Il y a un an de cela, j’ai été contacté par une consœur légiste, et qui est en charge du service de santé universitaire de Perpignan. Cette dernière était alertée par les salariés de cette structure sur le fait que les étudiants (il y en a 10 000) avaient des difficultés pour trouver un médecin généraliste. Une collègue qui travaillait quelques années auparavant avait jeté l’éponge, et de ce fait aucun médecin généraliste n’officiait depuis de nombreux mois au sein de cette structure de santé.

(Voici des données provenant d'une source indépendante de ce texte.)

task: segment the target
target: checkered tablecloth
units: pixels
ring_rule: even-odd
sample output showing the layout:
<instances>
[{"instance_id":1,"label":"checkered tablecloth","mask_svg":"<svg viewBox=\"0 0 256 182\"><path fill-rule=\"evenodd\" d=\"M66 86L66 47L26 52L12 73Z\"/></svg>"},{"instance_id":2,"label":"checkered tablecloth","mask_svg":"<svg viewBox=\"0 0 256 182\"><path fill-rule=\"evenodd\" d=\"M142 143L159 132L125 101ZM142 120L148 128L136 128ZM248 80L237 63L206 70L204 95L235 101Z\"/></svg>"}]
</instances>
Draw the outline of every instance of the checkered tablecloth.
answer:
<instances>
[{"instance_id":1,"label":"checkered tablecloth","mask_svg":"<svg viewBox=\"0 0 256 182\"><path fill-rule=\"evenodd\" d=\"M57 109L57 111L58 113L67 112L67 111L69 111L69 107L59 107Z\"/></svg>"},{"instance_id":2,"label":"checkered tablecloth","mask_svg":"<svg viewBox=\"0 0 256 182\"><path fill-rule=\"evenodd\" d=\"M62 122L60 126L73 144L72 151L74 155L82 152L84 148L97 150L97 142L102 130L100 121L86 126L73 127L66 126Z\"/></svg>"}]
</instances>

Malgré mon emploi du temps très ou plutôt trop bien rempli, j’ai répondu présent par curiosité. En fait, j’avais la volonté de me confronter à un monde que je ne connaissais pas bien. En effet, outre mon activité libérale classique, j’interviens régulièrement dans plusieurs centres de sans abris. En conséquence je ne me suis jamais frotté au particularisme, et à la complexité concernant la santé des étudiants.
Une vision surprenante de la médecine auprès des étudiants de l’université
Dès le départ, j’ai bien expliqué que je ne pouvais intervenir qu’une demi-journée par semaine, cela sans qu’il y ait de limitation au niveau du nombre d’étudiants consultés. On m’a néanmoins fait comprendre que je devais quitter le centre de santé à 17 heures car le personnel ne travaillait pas au-delà de cette heure. De plus, les étudiants qui veulent consulter durant les périodes de vacances scolaires devaient trouver une autre solution car le personnel bénéficie statutairement d’un droit de congés scolaires comme les étudiants (certains restent durant toutes les vacances).
En moins de 15 jours après mon arrivée, j’ai pu recevoir une vingtaine d’étudiants en quatre heures dont la grande majorité (90 %) était d’origine africaine. Cette population exprime une demande médicale classique, mais ce qui est quelque peu surprenant et parfois perturbant, c’est de voir que certaines problématiques de santé n’ont pas été prises en compte par un médecin depuis de nombreux mois.
Ainsi, j’ai pu voir un étudiant ivoirien ayant une altération de l’état général (asthénie, amaigrissement, anorexie). En parallèle il présentait une mycose buccale et un problème de transit (diarrhée). Compte tenu de ces éléments, et en me référant à des critères utilisés en Afrique, j’ai pensé qu’il avait contracté le VIH, ce qui était le cas. Un autre jeune venant du Burkina Faso avait une plaie au niveau de son pied, et aucun praticien ne voulait le consulter car il n’avait qu’une attestation d’AME.
Outre le nombre important de jeunes qui viennent pour une consultation avec des maux qui ont été souvent négligés par certains professionnels de santé, cette participation m’a permis de mettre en évidence le mal-être (il a été majoré par la pandémie du Covid-19) de certains étudiants qui ont des difficultés pour trouver une écoute chez un professionnel de santé, ou qui veulent se confier par petites touches (pudeur probable) à un soignant qui les prend en compte.
Par ailleurs, j’ai pu noter une discrimination vis-à-vis du soin qui n’est pas due à l’origine ethnique de ces jeunes, mais surtout au fait que les confrères exerçant à proximité n’ont plus de créneaux disponibles pour les prendre en charge.
De plus, j’ai été surpris par le fait que de nombreux étudiants n’avaient qu’une couverture santé partielle ou étaient en AME. Dans ma jeunesse, il était impossible de s’inscrire dans une université sans avoir une couverture sociale de qualité, ce qui est visiblement devenu accessoire actuellement. Dans le cas de l’AME, les médecins généralistes libéraux doivent attendre de nombreux mois avant de se faire rétribuer, élément qui explique les raisons de cette discrimination au soin.
Bien entendu, ce rôle de vacataire qui est une expérience très enrichissante sur un plan humain va bientôt se terminer. En effet, une jeune collègue a accepté de travailler à mi-temps au sein du service de santé universitaire. Cette prise de fonction me réjouit totalement, et reste une très bonne nouvelle pour ces étudiants.
Une solution simple pour un système de soins de qualité
Pour pouvoir avoir un système de santé universitaire de qualité plusieurs conditions doivent être prises en compte. Le fait que les médecins travaillant au sein de ces services soient mieux rémunérés. Le fait que les organismes sociaux ne pénalisent pas les médecins qui acceptent les AME, et fassent un effort pour que les feuilles envoyées soient remboursées rapidement. Le fait que nos organismes sociaux, mais aussi nos politiques puissent prendre en compte l’importance de cette prise en charge. Nous ne devons pas perdre de vue que ces jeunes seront plus tard les décideurs au sein de notre société, et de ce fait nous devons les écouter et les soigner de manière convenable.